These Minnesota college students get an A+ for adventure. Follow along as they explore the world while studying abroad.

Read about our contributors: Emily Atmore, Catherine Earley, Rachel Fohrman, Paul Lundberg, Andrew Morrison and Emily Walz.

A Very Irish Christmas

Posted by: Updated: December 29, 2011 - 11:05 AM

I've had a slightly intermittent blogging period lately, brought on by traveling with no access to wifi (and when I manage to find it, it is decidedly spotty!) After leaving the University of  Limerick at the close of first semester, we traveled first to Barcelona for five days before returning to meet my family in Dublin right before Christmas! Barcelona was fantastic, as one would assume a place with a beach and tapas in mid-December to be, but there's no place I'd rather be than where I am right now. 

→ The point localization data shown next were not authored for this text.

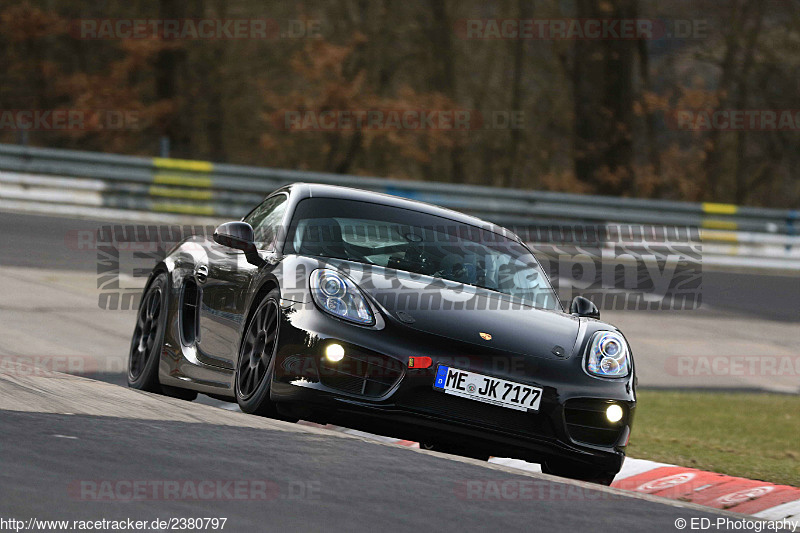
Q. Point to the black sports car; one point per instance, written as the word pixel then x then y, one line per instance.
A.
pixel 392 316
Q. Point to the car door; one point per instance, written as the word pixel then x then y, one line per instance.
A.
pixel 224 280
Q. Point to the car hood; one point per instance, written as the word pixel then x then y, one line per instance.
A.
pixel 462 313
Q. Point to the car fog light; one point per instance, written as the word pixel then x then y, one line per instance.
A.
pixel 334 353
pixel 614 413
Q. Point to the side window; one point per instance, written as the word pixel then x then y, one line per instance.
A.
pixel 265 220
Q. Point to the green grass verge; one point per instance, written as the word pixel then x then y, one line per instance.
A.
pixel 750 435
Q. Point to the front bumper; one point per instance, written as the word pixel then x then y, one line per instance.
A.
pixel 373 389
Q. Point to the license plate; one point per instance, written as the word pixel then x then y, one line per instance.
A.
pixel 487 389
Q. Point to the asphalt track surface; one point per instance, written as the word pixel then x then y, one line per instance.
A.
pixel 45 242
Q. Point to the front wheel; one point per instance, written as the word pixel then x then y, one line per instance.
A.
pixel 256 358
pixel 463 451
pixel 579 471
pixel 147 341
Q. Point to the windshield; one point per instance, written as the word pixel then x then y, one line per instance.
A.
pixel 420 243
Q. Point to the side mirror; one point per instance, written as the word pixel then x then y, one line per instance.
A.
pixel 581 306
pixel 239 235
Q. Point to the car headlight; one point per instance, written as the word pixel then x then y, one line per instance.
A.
pixel 608 355
pixel 339 296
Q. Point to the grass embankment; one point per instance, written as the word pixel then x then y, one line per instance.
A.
pixel 750 435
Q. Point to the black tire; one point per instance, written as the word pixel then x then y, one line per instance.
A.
pixel 452 449
pixel 579 471
pixel 256 360
pixel 147 341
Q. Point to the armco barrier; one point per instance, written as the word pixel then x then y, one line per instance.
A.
pixel 205 189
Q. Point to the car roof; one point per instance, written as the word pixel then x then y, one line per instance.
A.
pixel 321 190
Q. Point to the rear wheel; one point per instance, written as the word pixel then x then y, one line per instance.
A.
pixel 147 341
pixel 256 359
pixel 579 471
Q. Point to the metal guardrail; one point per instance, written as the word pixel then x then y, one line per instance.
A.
pixel 201 188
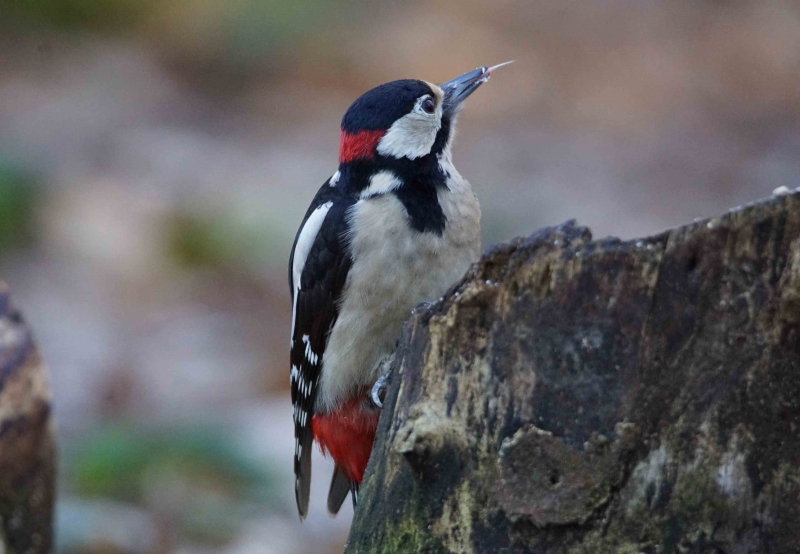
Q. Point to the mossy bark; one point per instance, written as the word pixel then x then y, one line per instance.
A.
pixel 581 396
pixel 27 452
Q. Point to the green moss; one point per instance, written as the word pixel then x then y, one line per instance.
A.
pixel 19 197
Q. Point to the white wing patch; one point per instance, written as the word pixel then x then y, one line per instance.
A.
pixel 310 356
pixel 304 242
pixel 381 183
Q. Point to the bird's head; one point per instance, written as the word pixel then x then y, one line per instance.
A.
pixel 406 119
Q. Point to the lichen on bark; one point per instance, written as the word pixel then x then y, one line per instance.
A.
pixel 27 452
pixel 573 395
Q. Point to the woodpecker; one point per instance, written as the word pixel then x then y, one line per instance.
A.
pixel 394 226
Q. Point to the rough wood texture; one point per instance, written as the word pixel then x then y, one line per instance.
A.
pixel 27 453
pixel 580 396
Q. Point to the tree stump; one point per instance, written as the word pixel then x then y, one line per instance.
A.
pixel 586 396
pixel 27 449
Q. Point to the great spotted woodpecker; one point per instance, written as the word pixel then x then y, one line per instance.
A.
pixel 394 226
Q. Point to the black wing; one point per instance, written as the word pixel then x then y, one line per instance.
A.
pixel 315 307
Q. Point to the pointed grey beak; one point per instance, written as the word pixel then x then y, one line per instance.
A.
pixel 457 90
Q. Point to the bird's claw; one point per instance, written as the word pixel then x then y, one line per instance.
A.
pixel 422 306
pixel 378 394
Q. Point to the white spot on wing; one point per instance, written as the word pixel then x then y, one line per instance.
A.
pixel 310 355
pixel 381 183
pixel 304 242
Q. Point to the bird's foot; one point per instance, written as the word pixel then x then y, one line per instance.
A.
pixel 421 307
pixel 378 393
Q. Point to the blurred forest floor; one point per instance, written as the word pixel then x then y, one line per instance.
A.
pixel 156 158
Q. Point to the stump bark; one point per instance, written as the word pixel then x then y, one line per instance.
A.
pixel 573 395
pixel 27 452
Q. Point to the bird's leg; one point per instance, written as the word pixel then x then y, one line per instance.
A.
pixel 378 393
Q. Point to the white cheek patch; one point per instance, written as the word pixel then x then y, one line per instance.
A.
pixel 413 135
pixel 304 242
pixel 381 183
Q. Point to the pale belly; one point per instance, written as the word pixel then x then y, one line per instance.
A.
pixel 395 269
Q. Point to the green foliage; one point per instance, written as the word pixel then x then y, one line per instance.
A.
pixel 210 482
pixel 93 14
pixel 226 241
pixel 19 196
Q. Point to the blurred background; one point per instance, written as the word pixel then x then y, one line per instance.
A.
pixel 157 156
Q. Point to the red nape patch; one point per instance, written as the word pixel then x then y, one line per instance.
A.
pixel 347 436
pixel 358 146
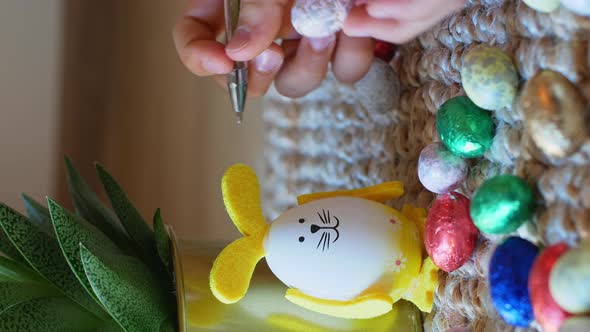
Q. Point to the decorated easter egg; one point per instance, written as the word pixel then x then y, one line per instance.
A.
pixel 450 236
pixel 439 170
pixel 464 128
pixel 544 6
pixel 509 272
pixel 576 324
pixel 319 18
pixel 489 77
pixel 555 113
pixel 570 280
pixel 379 90
pixel 502 204
pixel 337 248
pixel 547 312
pixel 580 7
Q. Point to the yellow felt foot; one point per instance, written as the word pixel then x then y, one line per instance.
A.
pixel 421 293
pixel 379 193
pixel 363 307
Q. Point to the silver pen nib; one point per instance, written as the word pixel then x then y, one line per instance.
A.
pixel 238 86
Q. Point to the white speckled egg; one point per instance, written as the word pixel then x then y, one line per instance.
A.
pixel 489 77
pixel 544 6
pixel 379 90
pixel 319 18
pixel 569 281
pixel 580 7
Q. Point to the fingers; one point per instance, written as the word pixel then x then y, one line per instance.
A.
pixel 304 71
pixel 194 38
pixel 259 24
pixel 352 58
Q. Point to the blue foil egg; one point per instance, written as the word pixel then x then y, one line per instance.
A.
pixel 509 273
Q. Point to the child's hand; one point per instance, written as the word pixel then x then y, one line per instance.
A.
pixel 298 66
pixel 397 21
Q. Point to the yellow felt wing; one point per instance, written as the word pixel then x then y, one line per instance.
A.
pixel 421 293
pixel 379 193
pixel 363 307
pixel 241 196
pixel 233 268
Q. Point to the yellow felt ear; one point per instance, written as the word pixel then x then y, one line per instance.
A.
pixel 363 307
pixel 241 196
pixel 233 268
pixel 379 193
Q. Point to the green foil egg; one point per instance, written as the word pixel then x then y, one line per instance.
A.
pixel 502 204
pixel 465 129
pixel 489 77
pixel 569 280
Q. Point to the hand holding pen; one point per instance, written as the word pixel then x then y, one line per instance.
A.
pixel 298 65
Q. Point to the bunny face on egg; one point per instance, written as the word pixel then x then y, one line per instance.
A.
pixel 331 248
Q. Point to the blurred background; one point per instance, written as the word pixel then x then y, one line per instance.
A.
pixel 100 81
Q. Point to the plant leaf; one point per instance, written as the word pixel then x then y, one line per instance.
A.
pixel 38 214
pixel 132 221
pixel 92 209
pixel 162 240
pixel 13 271
pixel 12 293
pixel 127 289
pixel 47 314
pixel 44 255
pixel 71 231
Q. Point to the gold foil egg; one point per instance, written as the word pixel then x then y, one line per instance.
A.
pixel 489 77
pixel 544 6
pixel 554 113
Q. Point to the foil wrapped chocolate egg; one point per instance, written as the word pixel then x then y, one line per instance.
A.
pixel 319 18
pixel 489 77
pixel 379 90
pixel 544 6
pixel 580 7
pixel 554 110
pixel 576 324
pixel 547 312
pixel 569 281
pixel 450 236
pixel 502 204
pixel 439 170
pixel 509 269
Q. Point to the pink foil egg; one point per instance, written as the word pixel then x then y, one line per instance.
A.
pixel 450 236
pixel 439 170
pixel 319 18
pixel 547 312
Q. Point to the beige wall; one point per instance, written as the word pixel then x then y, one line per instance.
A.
pixel 30 67
pixel 125 101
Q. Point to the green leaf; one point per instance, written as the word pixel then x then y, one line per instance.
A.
pixel 43 254
pixel 13 271
pixel 92 209
pixel 48 314
pixel 132 221
pixel 162 240
pixel 38 214
pixel 71 231
pixel 12 293
pixel 127 289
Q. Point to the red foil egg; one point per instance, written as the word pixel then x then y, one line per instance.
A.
pixel 547 311
pixel 450 236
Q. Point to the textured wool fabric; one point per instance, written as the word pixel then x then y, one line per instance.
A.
pixel 328 141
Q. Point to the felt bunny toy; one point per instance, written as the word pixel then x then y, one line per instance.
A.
pixel 343 254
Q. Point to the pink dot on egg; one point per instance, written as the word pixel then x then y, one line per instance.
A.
pixel 439 170
pixel 319 18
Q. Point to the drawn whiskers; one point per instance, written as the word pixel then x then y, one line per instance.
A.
pixel 324 241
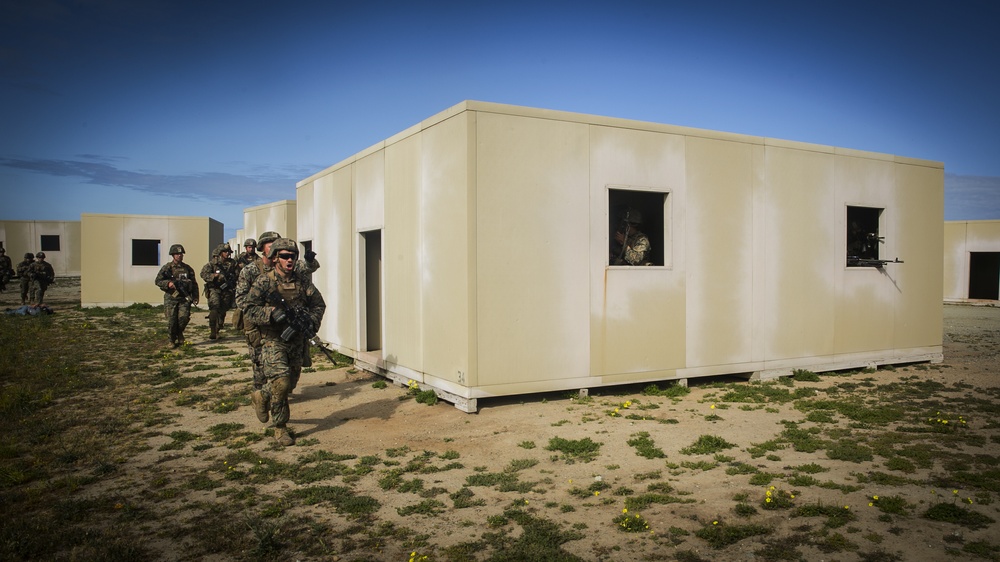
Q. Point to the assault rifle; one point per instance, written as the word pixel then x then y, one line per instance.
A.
pixel 180 291
pixel 297 318
pixel 855 261
pixel 316 342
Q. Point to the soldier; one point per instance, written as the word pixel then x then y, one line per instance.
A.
pixel 246 278
pixel 219 275
pixel 249 254
pixel 287 309
pixel 6 269
pixel 41 276
pixel 180 290
pixel 248 274
pixel 630 246
pixel 22 274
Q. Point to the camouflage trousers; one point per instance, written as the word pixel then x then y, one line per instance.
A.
pixel 219 302
pixel 178 313
pixel 36 293
pixel 282 363
pixel 253 352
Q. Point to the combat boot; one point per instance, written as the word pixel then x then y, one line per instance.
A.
pixel 283 437
pixel 260 406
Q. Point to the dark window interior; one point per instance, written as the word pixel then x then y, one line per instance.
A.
pixel 984 275
pixel 650 205
pixel 145 252
pixel 50 242
pixel 863 237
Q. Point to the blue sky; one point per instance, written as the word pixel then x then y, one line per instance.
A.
pixel 176 107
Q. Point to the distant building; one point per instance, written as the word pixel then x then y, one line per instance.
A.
pixel 470 253
pixel 278 216
pixel 972 261
pixel 59 240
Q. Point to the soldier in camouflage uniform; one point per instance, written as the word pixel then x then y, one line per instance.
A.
pixel 287 309
pixel 219 275
pixel 249 254
pixel 630 246
pixel 180 290
pixel 6 269
pixel 41 275
pixel 22 274
pixel 248 274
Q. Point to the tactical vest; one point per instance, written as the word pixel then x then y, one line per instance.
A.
pixel 290 290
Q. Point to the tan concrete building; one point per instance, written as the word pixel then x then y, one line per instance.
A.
pixel 59 240
pixel 972 261
pixel 471 253
pixel 124 253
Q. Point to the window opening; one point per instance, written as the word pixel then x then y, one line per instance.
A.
pixel 864 237
pixel 145 252
pixel 636 230
pixel 984 275
pixel 50 243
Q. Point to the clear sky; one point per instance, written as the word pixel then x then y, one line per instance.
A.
pixel 182 107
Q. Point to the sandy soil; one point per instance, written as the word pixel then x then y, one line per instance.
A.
pixel 340 411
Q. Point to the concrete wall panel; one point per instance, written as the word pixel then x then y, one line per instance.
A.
pixel 533 245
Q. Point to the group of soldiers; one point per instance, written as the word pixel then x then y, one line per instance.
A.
pixel 35 274
pixel 276 306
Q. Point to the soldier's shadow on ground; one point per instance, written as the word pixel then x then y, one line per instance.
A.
pixel 381 409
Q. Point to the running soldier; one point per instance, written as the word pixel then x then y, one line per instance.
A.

If you're ever looking for a creative international family vacation, especially with kids, I have the perfect idea for you! This Christmas, we rented an eighteenth-century cottage in the middle of Ireland for about a week- and it's been fantastic. The quaint thatched cottage (which my father for some reason continues to call a 'hut') is cozy and a great mix of modern touches with a truly historical home. The cottage, named Cottage Mary Rose after the owner's grandmother, is rented to tourists all year long and is in a perfect location for day trips to other fantastic spots in Ireland as it is located centrally in the tiny town of Cordal, County Kerry. So far, we've made it to the Cliffs of Moher, Killarney National Park, Cork, The RIng of Kerry, and the Dingle Peninsula- all must-sees for an Irish vacation, in my opinion. No drive has been longer than about two hundred kilometers, and it's always a comfort to return to a cozy cottage awaiting your arrival- much more fun than the standard hotel room or moving from place to place every night.

With any eighteenth-century abode, however, there are challenge as well as delights. For example, there is one stove that turns on the oven, the stovetop, and is also the furnace to the house (?). This was quite a challenge in cooking dinner, as you never actually know what temperature you are cooking at. There's also been the odd spider and leaky shower, but we've tried to take everything in stride and remember that living in a place with some character is worth the little odds and ends that come with any old house. And true to Irish tradition, the only other structures in Cordal are the church and the local pub (handily located next door to each other). 

Sitting in the cottage with the fireplace roaring and the washing machine that takes about three hours churning away next to me, I can take the time to feel grateful for all of the traveling that I, and all of the students who write for this blog, are able to do. Studying abroad is truly a once-in-a-lifetime experience, and I just can't wait for the next six months!

We are headed to London tomorrow for New Years, then on to Amsterdam and Berlin before finally returning to home in LImerick. Keep an eye out for posts about those places as well as Barcelona! And most importantly, have a relaxing and lovely holiday season.